My name is Rachel Lesch. I am almost twenty-two years old and was born with a congenital heart defect. My aortic valve was malformed and when I was eight years old, I had a minor surgery to try to get the valve to work properly but it ended up causing a tear. When I was eleven, I had the first of four open heart surgeries to repair it. By the time I was fourteen, the repair had become badly infected and I had two more operations.
My most recent surgery happened in 2014, when I was nineteen. I had just started college at Salem State University and had been suffering from severe headaches and then excruciating heartburn. After a number of trips to the emergency room, I was diagnosed with endocarditis, an infection in the lining of the heart. The aortic valve had become compromised to the point of nonfunction and the mitral valve had been damaged as well. Because I was not yet fully grown when I had my previous valve operations, the doctors decided not to replace the valve. Now that I was full grown and the aortic was beyond repair, I received a cow valve. The operation was successful and I have been in stable condition for nearly three years. Recently, I had one of my biannual appointments with my cardiologist, Doctor Freed, who said that the efficiency of my heart has slightly improved, though will probably never be at full capacity.
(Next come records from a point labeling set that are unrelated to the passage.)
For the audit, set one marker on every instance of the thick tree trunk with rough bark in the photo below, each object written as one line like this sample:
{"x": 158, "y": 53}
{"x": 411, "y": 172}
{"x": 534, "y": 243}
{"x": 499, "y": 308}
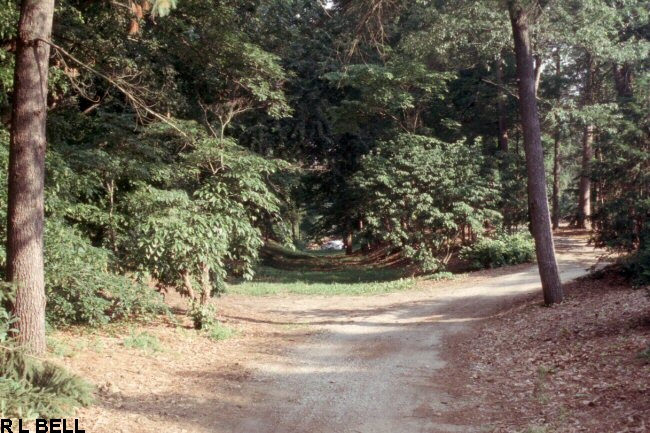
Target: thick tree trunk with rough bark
{"x": 584, "y": 193}
{"x": 501, "y": 107}
{"x": 556, "y": 179}
{"x": 537, "y": 196}
{"x": 27, "y": 172}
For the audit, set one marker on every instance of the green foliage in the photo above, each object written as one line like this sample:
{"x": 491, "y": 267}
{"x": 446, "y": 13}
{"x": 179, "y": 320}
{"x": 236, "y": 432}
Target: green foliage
{"x": 80, "y": 286}
{"x": 32, "y": 389}
{"x": 143, "y": 341}
{"x": 421, "y": 194}
{"x": 346, "y": 280}
{"x": 204, "y": 318}
{"x": 218, "y": 331}
{"x": 637, "y": 267}
{"x": 503, "y": 250}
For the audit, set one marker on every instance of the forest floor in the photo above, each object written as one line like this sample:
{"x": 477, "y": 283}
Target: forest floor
{"x": 476, "y": 353}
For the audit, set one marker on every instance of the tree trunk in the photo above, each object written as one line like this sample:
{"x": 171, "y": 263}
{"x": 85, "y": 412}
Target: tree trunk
{"x": 501, "y": 107}
{"x": 537, "y": 197}
{"x": 27, "y": 173}
{"x": 555, "y": 218}
{"x": 584, "y": 194}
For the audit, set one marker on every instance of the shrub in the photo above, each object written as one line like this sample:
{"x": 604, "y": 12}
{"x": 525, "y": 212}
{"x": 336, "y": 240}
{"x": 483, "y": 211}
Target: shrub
{"x": 143, "y": 341}
{"x": 30, "y": 388}
{"x": 218, "y": 331}
{"x": 203, "y": 316}
{"x": 503, "y": 250}
{"x": 81, "y": 288}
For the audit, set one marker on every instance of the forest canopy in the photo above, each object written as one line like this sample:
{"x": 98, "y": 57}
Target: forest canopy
{"x": 182, "y": 136}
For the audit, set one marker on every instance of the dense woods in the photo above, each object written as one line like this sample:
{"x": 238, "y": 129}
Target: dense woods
{"x": 182, "y": 136}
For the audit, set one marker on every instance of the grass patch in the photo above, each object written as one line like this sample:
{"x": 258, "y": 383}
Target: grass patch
{"x": 218, "y": 332}
{"x": 143, "y": 341}
{"x": 346, "y": 281}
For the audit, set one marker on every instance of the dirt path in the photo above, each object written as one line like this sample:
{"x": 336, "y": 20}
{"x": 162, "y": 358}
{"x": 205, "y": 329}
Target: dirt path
{"x": 375, "y": 364}
{"x": 305, "y": 364}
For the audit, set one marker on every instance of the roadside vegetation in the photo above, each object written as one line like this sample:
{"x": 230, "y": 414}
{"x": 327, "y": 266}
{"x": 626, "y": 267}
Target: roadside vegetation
{"x": 156, "y": 149}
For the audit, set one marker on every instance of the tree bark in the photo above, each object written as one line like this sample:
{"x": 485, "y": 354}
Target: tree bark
{"x": 501, "y": 107}
{"x": 537, "y": 196}
{"x": 27, "y": 173}
{"x": 555, "y": 217}
{"x": 556, "y": 179}
{"x": 584, "y": 194}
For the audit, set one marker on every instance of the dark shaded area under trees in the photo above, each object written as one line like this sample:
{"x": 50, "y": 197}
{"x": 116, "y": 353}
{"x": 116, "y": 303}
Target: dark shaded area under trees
{"x": 181, "y": 137}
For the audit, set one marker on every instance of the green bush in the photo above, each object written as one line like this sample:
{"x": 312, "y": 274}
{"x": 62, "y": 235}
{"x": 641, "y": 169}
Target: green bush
{"x": 31, "y": 388}
{"x": 637, "y": 267}
{"x": 503, "y": 250}
{"x": 218, "y": 331}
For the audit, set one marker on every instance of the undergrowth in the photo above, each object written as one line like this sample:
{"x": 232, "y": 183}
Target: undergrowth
{"x": 33, "y": 388}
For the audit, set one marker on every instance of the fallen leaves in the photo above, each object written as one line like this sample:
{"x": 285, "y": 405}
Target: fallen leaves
{"x": 574, "y": 367}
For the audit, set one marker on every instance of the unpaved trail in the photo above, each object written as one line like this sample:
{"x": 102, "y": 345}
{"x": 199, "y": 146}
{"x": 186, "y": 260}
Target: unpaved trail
{"x": 375, "y": 364}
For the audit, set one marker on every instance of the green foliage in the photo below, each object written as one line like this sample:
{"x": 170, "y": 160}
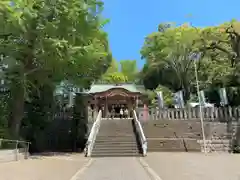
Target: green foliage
{"x": 126, "y": 73}
{"x": 46, "y": 42}
{"x": 168, "y": 64}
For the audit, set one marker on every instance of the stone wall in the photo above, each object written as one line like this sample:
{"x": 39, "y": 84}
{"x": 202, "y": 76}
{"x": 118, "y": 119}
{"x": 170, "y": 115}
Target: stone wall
{"x": 186, "y": 135}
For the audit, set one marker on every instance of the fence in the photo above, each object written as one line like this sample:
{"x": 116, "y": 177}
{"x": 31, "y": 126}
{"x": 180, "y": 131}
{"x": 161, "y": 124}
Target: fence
{"x": 13, "y": 150}
{"x": 212, "y": 114}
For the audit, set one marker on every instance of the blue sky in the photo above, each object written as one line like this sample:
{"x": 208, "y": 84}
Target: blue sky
{"x": 132, "y": 20}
My story is hardly the worst case scenario. Endocarditis is often fatal if not treated immediately, since it is often mistaken for a less serious ailment, such as the flu, but I was fortunate enough to be diagnosed in time. I also live relatively close to the world renowned Children’s Hospital Boston, received topnotch care from its doctors and nurses, and made a full recovery.
The average cost of an open heart surgery is $80,000 (cost helper health. com) and the a hospital stay typically costs around $10,000 (my physicians now.com). Having a valve repaired or replaced and spending the necessary ten day hospitalization would cost my family upwards of $100,000, and that is before you figure in any at home care and follow up doctor’s visits I would need afterwards. My family receives health insurance through my mother’s job with the state which shouldered a great deal of the financial burden which my health problems caused. If it were not for this health insurance, my family may have faced bankruptcy.
I will be on my family’s insurance for another four years until I am twenty-six and I concerned that it might be difficult for me to get my own insurance because of my preexisting condition. The heart valve I have should last for another fifteen to twenty years and by then I will be well over twenty-six and on my own when it comes to paying for further surgeries I may need. This is one of my biggest concerns for the future.